Come reagisce questa vittima ideale? Uno dei dipendenti il cui caso era allo studio del tribunale è venuto a testimoniare. Aveva con sé un fascicolo voluminoso con tutti gli atti di procedura che riguardavano il suo caso. Ha parlato per più di un’ora rivolgendosi ai magistrati. Metteva in gioco la sua vita, con tono rabbioso e poi confidenziale, aiutandosi con la gestualità, cercando l’empatia o la complicità dei giudici. Dopo più di un’ora, la presidente gli indica che è ora di concludere e gli chiede: «Che cosa fa oggi?». «Niente, signora presidente. Resto a casa». Mutua, poi invalidità. A casa da dieci anni. Uno tra altre decine, centinaia? Molto a disagio dopo questa testimonianza, chiedo a uno dei sindacalisti che seguono il processo: «Cosa si aspetta quest’uomo dal processo?». Risposta: «Viene ogni giorno, a tutte le udienze del tribunale. Cerca di capire, di ammettere finalmente che non è lui il responsabile della propria esclusione e morte sociale. E per questo, aspetta dal tribunale di sapere chi è il colpevole». Il processo acquisisce tutto il suo senso, tragico.

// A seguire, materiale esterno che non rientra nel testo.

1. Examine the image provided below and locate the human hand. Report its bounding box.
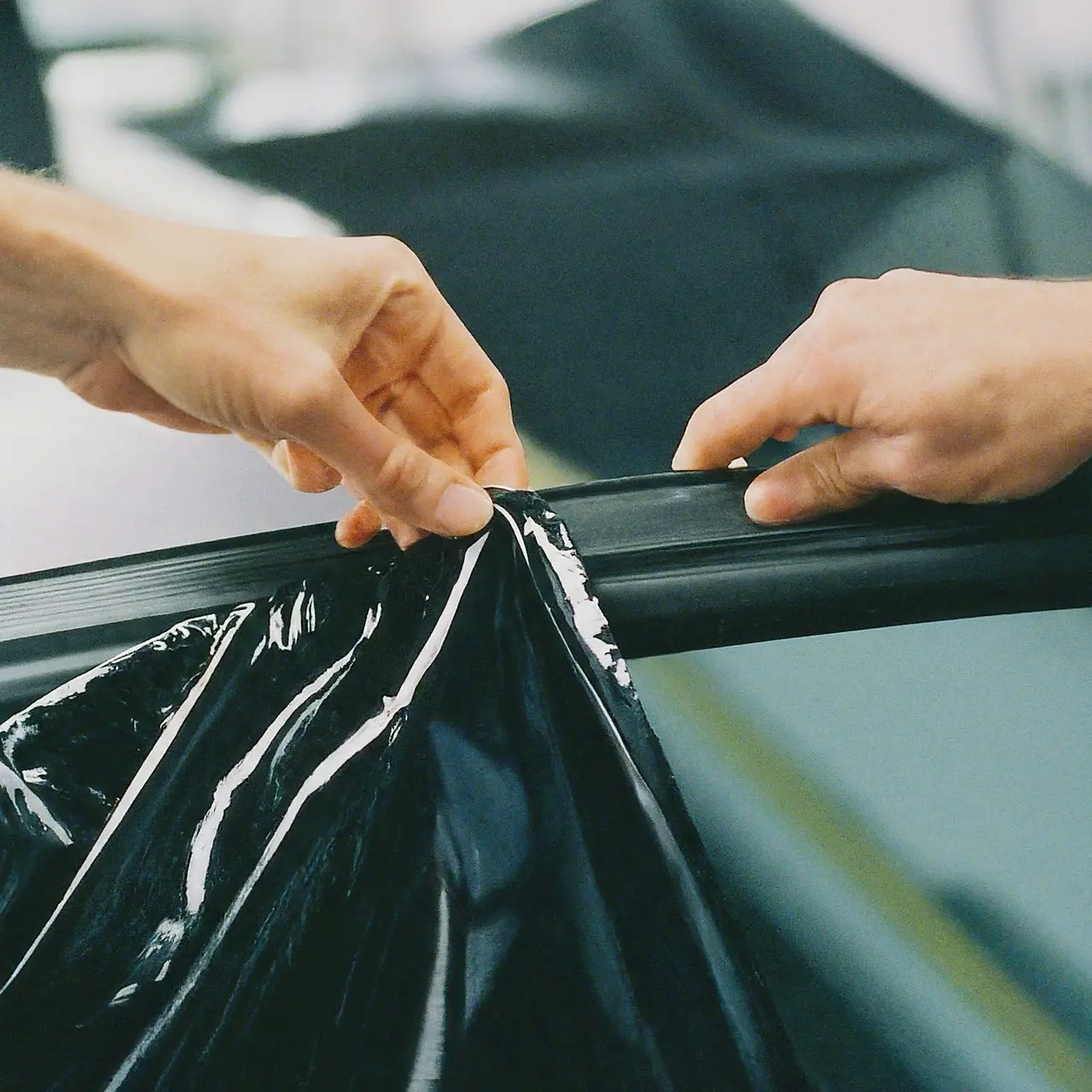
[0,176,526,546]
[671,270,1092,523]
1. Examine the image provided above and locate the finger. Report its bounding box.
[270,365,492,536]
[385,515,428,550]
[334,502,383,549]
[671,317,861,471]
[65,360,229,436]
[418,303,527,489]
[243,436,340,492]
[744,433,891,523]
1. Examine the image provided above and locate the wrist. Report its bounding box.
[0,171,161,379]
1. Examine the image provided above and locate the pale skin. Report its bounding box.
[0,171,526,546]
[672,270,1092,524]
[0,171,1092,532]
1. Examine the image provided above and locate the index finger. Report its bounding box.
[671,320,839,471]
[418,301,527,489]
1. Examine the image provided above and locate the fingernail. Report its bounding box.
[391,526,426,550]
[436,485,492,536]
[270,440,292,481]
[744,479,781,523]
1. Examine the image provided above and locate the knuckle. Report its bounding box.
[270,365,340,436]
[878,266,924,288]
[375,444,428,498]
[808,444,868,508]
[815,277,868,317]
[368,235,428,286]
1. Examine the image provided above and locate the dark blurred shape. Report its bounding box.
[0,0,54,171]
[149,0,1092,476]
[0,494,806,1092]
[937,886,1092,1050]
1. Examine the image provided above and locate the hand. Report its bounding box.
[672,270,1092,523]
[0,176,526,546]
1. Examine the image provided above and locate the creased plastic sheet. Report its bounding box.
[0,494,804,1092]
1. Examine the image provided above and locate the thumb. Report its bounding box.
[282,370,492,536]
[744,432,890,523]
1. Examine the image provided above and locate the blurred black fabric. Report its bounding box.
[0,0,54,171]
[149,0,1092,475]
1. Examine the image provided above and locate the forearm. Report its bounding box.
[0,171,164,379]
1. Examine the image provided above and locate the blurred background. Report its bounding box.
[0,0,1092,1092]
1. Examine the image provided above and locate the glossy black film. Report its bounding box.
[0,494,804,1089]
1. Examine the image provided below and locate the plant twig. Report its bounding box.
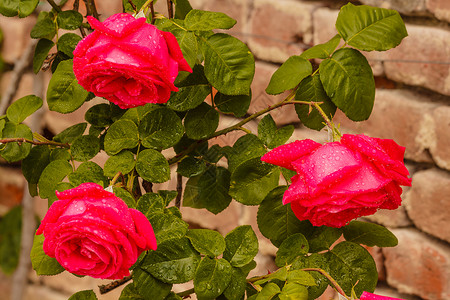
[167,0,173,19]
[175,173,183,209]
[98,275,133,295]
[0,138,70,149]
[47,0,61,12]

* Dominique Manotti, giallista, storica, specialista della storia economica del secolo XIX. In Francia (dove pubblica per Gallimard), ha ottenuto i principali premi letterari per il noir: il Prix Mystère de la critique e il Grand Prix de la Littérature Policière. Tra i suoi titoli: Vite bruciate (2006), L’onorata società (2011), entrambi editi da Marco Tropea, e Oro nero (2015, Sellerio). Il suo ultimo romanzo, Racket, (ed. Les Arènes), è ispirato all’acquisizione di Alstom Energy da parte di General Electric. Tra gli illustratori invitati al processo anche Claire Robert. Il suo disegno in questa pagina fa parte del progetto.